J’avais depuis longtemps l'ambition d’explorer la discipline des enfers comparés. Après des décennies d'expérience à explorer ce sujet, je peux affirmer avec assurance que l'enfer occidental est quelque peu simpliste, enfantin, monotone, et dénué d’une réelle profondeur. Si vous n'êtes pas convaincu, je vous invite à vous plonger dans La Divine Comédie de Dante, où vous lirez des descriptions de l’enfer. Certes, le poète manie la plume avec brio, mais l'enfer qu'il décrit, il faut l'admettre, laisse à désirer. Il manque cruellement d'imagination, se montrant excessivement simple et superficiel. Une lecture qui ne peut que susciter le sourire.

En comparaison, les enfers indiens se révèlent d'une richesse prodigieuse. Ajoutez à cela la touche chinoise d'amplification et de mise en scène, et vous obtenez un enfer tout bonnement somptueux, éblouissant les regards et galvanisant les esprits. Quiconque a parcouru les pages d'ouvrages chinois tels que le Les Almanachs de Jade [7] et assimilé les montagnes de lames et les océans de flammes, les chaudrons gargantuesques, agrémentés des deux gardiens du monde souterrain, Tête de bœuf et Visage de cheval - un casting complet et des accessoires sans faille - ne peut que s'incliner devant tant de maestria. On voit donc qu'il est indéniable que la civilisation orientale dépasse la civilisation occidentale, de même que la sagesse du peuple oriental dépasse celle du peuple occidental.


 


[1] Voir un compte rendu de l’ouvrage dans le Bulletin of the School of Oriental and African Studies, University of London, vol. 62/2, 1999, pp. 367-370 : https://www.jstor.org/stable/3107526

[2] Hu Shi s’était opposé à l’idéologue marxiste Chen Duxiu (陈独秀) au moment du mouvement du 4 mai, en prônant une révolution culturelle et littéraire, et non politique et sociale. Il était aussi un fidèle de John Dewey et fervent adepte de sa théorie du pragmatisme qu’il traduisait par « expérimentalisme » (shíyànzhǔyì 实验主义), concevant toutes les idéologies et théories abstraites comme des hypothèses devant être testées. Puis, après l’arrivée au pouvoir de Mao, il est parti à Taiwan où il est mort en 1962.

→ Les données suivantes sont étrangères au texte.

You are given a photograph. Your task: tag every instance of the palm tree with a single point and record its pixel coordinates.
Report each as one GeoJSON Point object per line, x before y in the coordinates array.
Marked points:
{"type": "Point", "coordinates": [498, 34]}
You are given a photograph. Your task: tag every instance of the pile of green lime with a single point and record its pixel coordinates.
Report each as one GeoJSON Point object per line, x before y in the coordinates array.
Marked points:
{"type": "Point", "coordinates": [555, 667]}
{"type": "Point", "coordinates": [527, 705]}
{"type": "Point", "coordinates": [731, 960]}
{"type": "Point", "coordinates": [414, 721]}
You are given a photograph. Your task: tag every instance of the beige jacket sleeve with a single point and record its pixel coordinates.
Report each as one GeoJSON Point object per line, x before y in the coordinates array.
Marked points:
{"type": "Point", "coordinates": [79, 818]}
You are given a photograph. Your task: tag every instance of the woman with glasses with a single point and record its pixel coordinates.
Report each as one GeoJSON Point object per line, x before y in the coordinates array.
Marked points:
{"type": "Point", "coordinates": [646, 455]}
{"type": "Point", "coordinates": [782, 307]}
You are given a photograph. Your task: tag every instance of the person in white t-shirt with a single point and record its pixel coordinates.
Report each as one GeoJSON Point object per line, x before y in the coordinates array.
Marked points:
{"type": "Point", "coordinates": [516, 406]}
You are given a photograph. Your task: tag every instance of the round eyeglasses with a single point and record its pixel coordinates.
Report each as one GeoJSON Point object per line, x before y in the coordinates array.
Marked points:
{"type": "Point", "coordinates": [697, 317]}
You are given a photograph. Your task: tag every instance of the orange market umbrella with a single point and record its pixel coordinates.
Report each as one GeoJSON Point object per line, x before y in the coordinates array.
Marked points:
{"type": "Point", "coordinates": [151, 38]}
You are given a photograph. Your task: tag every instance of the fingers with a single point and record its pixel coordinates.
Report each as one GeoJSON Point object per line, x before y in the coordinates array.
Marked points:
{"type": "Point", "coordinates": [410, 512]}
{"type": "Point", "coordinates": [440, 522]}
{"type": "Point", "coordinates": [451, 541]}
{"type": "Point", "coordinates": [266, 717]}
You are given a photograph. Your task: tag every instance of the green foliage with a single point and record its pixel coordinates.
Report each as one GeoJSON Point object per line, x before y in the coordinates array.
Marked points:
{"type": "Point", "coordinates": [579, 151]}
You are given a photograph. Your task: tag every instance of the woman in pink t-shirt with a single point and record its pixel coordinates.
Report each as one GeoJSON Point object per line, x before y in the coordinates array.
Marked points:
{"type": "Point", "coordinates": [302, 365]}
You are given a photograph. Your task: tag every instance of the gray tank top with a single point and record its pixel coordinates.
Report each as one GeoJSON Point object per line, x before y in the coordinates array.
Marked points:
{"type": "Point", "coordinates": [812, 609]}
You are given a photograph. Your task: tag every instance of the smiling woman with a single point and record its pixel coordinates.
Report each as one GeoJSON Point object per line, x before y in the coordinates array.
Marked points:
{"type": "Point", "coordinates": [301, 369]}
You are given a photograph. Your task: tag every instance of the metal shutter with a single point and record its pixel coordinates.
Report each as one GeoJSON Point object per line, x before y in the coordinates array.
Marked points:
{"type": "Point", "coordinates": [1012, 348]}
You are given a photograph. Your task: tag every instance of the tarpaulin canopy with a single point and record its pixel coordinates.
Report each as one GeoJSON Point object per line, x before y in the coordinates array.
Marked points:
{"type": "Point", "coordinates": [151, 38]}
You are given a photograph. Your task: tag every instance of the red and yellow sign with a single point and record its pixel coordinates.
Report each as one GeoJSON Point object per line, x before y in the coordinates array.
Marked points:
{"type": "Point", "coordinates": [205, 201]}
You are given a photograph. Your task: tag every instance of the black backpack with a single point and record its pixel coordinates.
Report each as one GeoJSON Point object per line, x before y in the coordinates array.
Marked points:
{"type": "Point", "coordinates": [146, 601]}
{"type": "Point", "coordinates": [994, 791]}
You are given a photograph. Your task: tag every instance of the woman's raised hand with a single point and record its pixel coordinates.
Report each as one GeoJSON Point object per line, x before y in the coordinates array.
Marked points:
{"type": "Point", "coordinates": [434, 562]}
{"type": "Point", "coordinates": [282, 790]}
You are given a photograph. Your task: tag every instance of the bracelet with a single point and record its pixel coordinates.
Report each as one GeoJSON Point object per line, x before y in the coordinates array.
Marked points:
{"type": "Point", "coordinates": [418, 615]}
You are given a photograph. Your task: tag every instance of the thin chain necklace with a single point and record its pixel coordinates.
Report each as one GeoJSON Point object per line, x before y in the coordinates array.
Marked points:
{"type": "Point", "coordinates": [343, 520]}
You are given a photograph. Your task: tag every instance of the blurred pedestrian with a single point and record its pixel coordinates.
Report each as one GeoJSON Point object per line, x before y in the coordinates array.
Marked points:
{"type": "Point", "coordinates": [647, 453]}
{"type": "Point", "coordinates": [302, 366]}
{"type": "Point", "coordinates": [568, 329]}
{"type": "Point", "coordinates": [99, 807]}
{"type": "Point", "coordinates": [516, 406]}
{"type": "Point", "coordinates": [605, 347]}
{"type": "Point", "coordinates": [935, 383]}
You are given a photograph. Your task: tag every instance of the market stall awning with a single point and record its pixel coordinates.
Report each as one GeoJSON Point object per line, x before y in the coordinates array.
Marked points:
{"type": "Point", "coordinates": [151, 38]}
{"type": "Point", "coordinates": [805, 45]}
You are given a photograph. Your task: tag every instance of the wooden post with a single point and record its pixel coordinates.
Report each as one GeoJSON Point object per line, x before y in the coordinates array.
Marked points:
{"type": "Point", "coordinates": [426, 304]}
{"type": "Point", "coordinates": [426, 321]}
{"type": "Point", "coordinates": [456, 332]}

[3] Le terme « niupeng », c'est-à-dire « étable pour les bœufs », désigne les camps de détention où les Gardes rouges ont emprisonné les membres des "Sept catégories noires" pendant la Révolution culturelle, car les détenus étaient comparés à des démons (à tête) de bétail et des esprits de serpent (牛鬼蛇神), semblables à des divinités des enfers.

[4] Cette citation est tirée d’un texte de Wang Bo (王勃 649-676) des Tang, intitulé Préface du pavillon du prince Teng (滕王阁序).

[5] Une autre appellation pour la Révolution culturelle (1966-1976).

[6] Ce vers est extrait des Dix-neuf poèmes anciens (古诗十九首), trad. Jean-Pierre Diény, Paris, Les Belles Lettres, 2019, p. 16. Voici le poème entier :

  Bien que la vie ne couvre pas un siècle,

  Des soucis de mille ans sans cesse nous occupent.

  Le jour est bref, hélas, et la nuit longue,

  N’allons-nous pas, la torche en main, nous divertir ?

  Pour le plaisir il faut saisir l’instant,

  A-t-on pouvoir d’attendre à l’an prochain ?

  Ce sont les sots qui plaignent la dépense,

  Et la postérité ne fait qu’en rire.

  L’Immortel Wang-tseu-k’iao ?...

  On a du mal à partager le même espoir.

[7] Les Almanachs de Jade est un célèbre ouvrage de religion populaire chinoise. Il a exercé une influence considérable sur la conception chinoise de l'enfer et de la rétribution karmique.